Oxacillin-induced leukocytoclastic vasculitis.

Leukocytoclastic vasculitis (LCV) refers to a histopathological pattern of neutrophil predominant inflammatory process of small vessels associated with fibrinoid necrosis. Cutaneous LCV usually presents as symmetrically distributed palpable purpuric nodules of the lower extremities with or without systemic involvement. Although 50% of LCV cases are idiopathic, it can be secondary to identifiable causes such as malignancy, autoimmune conditions, infections, and medications. Medications have been implicated in up to 25% of cases; sulfonamides, NSAIDs, and beta-lactams have the most frequent association. We herein present a 32-year-old female who developed palpable purpura over hands and lower limbs 12 days after exposure to oxacillin administered for infective endocarditis. Punch biopsy from the skin lesions confirmed the diagnosis of LCV. Given the temporal relationship between oxacillin administration and development of skin findings, the diagnosis of oxacillin-associated LCV was suspected. Discontinuation of drug resulted in resolution of the lesions confirming the diagnosis. To our knowledge, this is the second case of oxacillin-induced cutaneous LCV described in literature.

Introduction

Leukocytoclastic vasculitis (LCV), also known as hypersensitivity vasculitis, is a histopathological term used to describe inflammatory changes driven by neutrophils in small vessels [1]. LCV is a rare condition which frequently presents with palpable purpuric nodules of the lower extremities. It usually presents as isolated cutaneous disease in various morphological presentations, but extracutaneous involvement such as gastrointestinal tract and kidney involvement are not uncommon [2,3]. Although 50% of LCV cases are idiopathic, it can be secondary to identifiable causes such as malignancy, autoimmune conditions, infections, and medications. Medications have been implicated in 10 to 24% of the cases of LCV, the most frequent agents being sulfonamides, nonsteroidal anti-inflammatory drugs, and beta-lactam antimicrobials [4,5]. Treatment depends on the etiology, severity of symptoms, and presence of extracutaneous involvement, and can vary from symptomatic therapy to immunosuppressive medications [2,6]. We present the second reported case of oxacillin-induced LCV, in whom vasculitis was confined to skin, with no other evidence of systemic vasculitis.

Case report

A 32-year-old woman with a history of intravenous drug use and attention deficit/hyperactivity disorder presented for the evaluation of fevers, chills and shortness of breath. She had been in her usual health until a week prior to admission when she started to have fever, chills and generalized weakness. Additionally, a few days before presentation, the patient experienced shortness of breath. Her social history revealed that she was a non-smoker and did not consume alcohol however had been abusing fentanyl intravenously. The patient was only on dextroamphetamine/amphetamine. She denied exposure to any other medications or chemicals.
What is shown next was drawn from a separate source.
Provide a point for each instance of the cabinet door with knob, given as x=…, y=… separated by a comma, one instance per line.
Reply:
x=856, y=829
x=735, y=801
On admission, her vitals were as follows: Temperature 102.7 °Fahrenheit, blood pressure 102/56 mmHg, pulse 136 beats per minute, and respiratory rate 38 breaths per minute. The oxygen saturation was 94% on room air. Physical examination revealed a well-developed female in moderate respiratory distress; bilateral rhonchi; regular heart rhythm, tachycardia, no murmur, rub or gallop. Investigations revealed a white blood cell count (WBC) of 12,200/mm3, a hemoglobin of 10.9 g/dL, a platelet count of 85,000/mm3, ESR of 60 mm/hr, and hyponatremia with a sodium of 124 mmol/L. Kidney function tests showed creatinine level of was 2.8 mg/dL with a BUN of 98 mg/dL. NT-proBNP was 1028 pg/mL (normal 0–450 pg/mL). Her ECG showed sinus tachycardia, and a chest radiograph was remarkable for bilateral lower lobe infiltrates associated with small pleural effusions. Patient was given IV fluids and levofloxacin intravenously to cover community acquired pneumonia. Her clinical condition deteriorated a day after admission to the medical floor and she was transferred to the intensive care unit for septic shock and acute respiratory failure requiring pressor support and mechanical ventilation.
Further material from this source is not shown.